With the pieces now in place, the developer behind a $100 million hotel and events center in downtown Missoula anticipates the project to employ over 100 people, with wages ranging from $15 an hour to six figures.

And that’s just the hotel’s restaurants and event center staff, according to Nick Checota, owner of Clark Fork Riverfront Properties.

“I’m still working through those numbers for the hotel, but just speaking from the restaurant and venue side, you’re looking at over 100 employees,” Checota said. “During an event, you’re looking at something like 100 staff needed to put that on, with earnings ranging across the board, anywhere from $100,000 annual income to $15 hourly income.”

The Missoula City Council on Wednesday approved the project’s amended contract, giving Checota development rights to the Fox site in downtown Missoula. Checota expects to begin construction next summer on the 60,000-square-foot events center, parking garage and hotel.

“You’re going to see more wood, more natural materials,” he said of the project’s design. “We want it to have a Missoula feel and relate to the river and the natural surroundings in which it sits, and the park space that’s going to be in front of it. Those are all design drivers for us.”

Missoula Mayor John Engen sees the project as a game-changer for downtown Missoula, which has enjoyed a wave of job growth and redevelopment over the past few years.

The Fox hotel and events center will continue that trend, setting the stage for growth in the downtown district.

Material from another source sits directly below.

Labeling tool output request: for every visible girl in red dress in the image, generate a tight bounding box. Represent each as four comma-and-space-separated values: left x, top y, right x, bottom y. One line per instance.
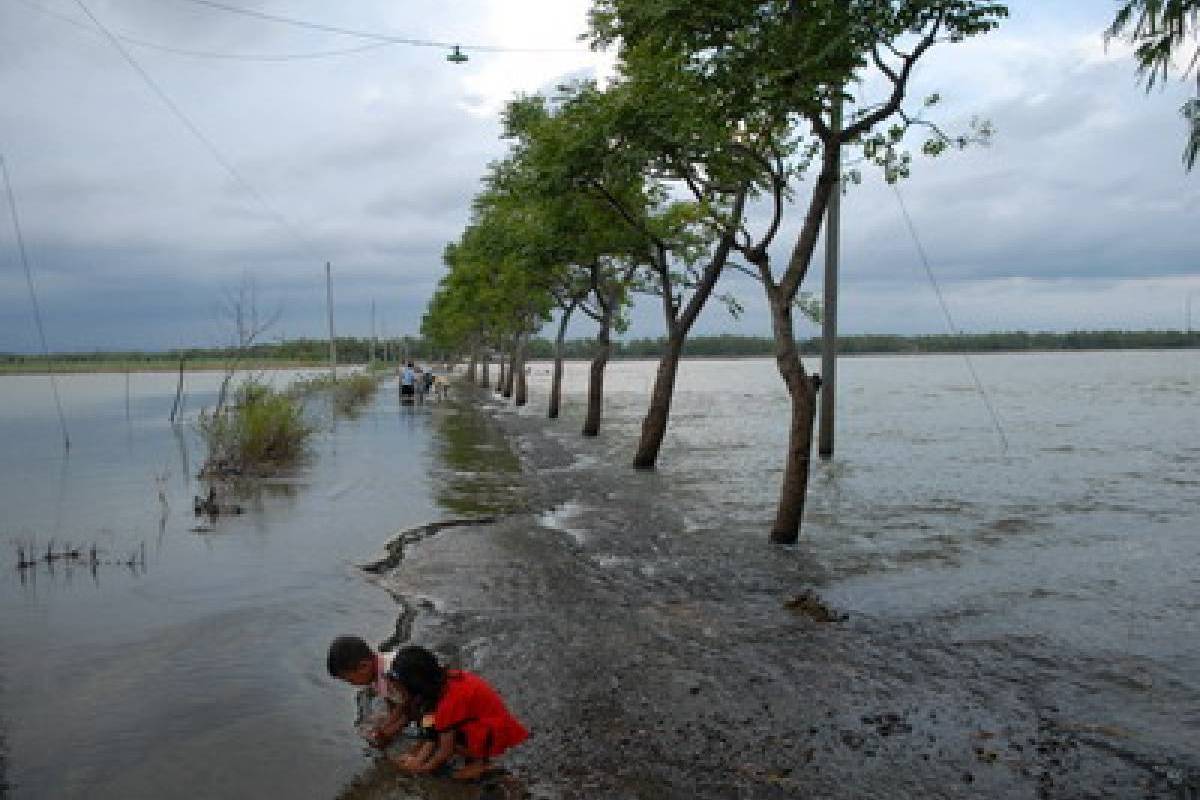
388, 646, 529, 781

The project has been widely embraced by the wider community, and Engen is happy to see the prime corner develop after languishing for years as an empty parking lot.

“I have come to this job as somebody who likes change, embraces change and tries to make change,” Engen said. “We acknowledge pain, but eventually majority rules and we move forward. We had an extensive downtown master planning process that called for this type of development. We’re seeing that planning process manifest today.”

The project will be the first of several downtown developments that will embrace the waterfront. That’s a change from the past, when projects “turned their back” on the river.

The hotel will also take place alongside a parallel development on adjacent property. Members of the Farran Group signed over their development rights for the hotel site in order to focus on housing, office and commercial development next door.

“This is going to allow the Farran Group to focus on housing, which is their forte, along with commercial development and retail,” said Ellen Buchanan, executive director of MRA.

“When you’re trying to manage a project of the magnitude of the hotel and events center, you can’t do it all at once. But this is a perfect storm. It allows the hotel and events center to move forward simultaneously with the development of housing.”

The property in total encompasses roughly seven blighted acres, and the Farran Group will work to redevelop five of them. The group, based in Missoula, has developed a master plan over the past few years that envisions a mix of housing types and prices, along with office, parking and commercial offerings on the property.

While the details aren’t yet final, Buchanan said housing will likely cover a variety of price points.

“The riverfront stuff will likely be a little on the higher end, but on Orange Street, you have the possibility of seeing workforce housing and housing for folks who work in the (hotel) complex,” she said. “We’ve got the opportunity to see significant office space developed, which is an employment center for people who want to live there.”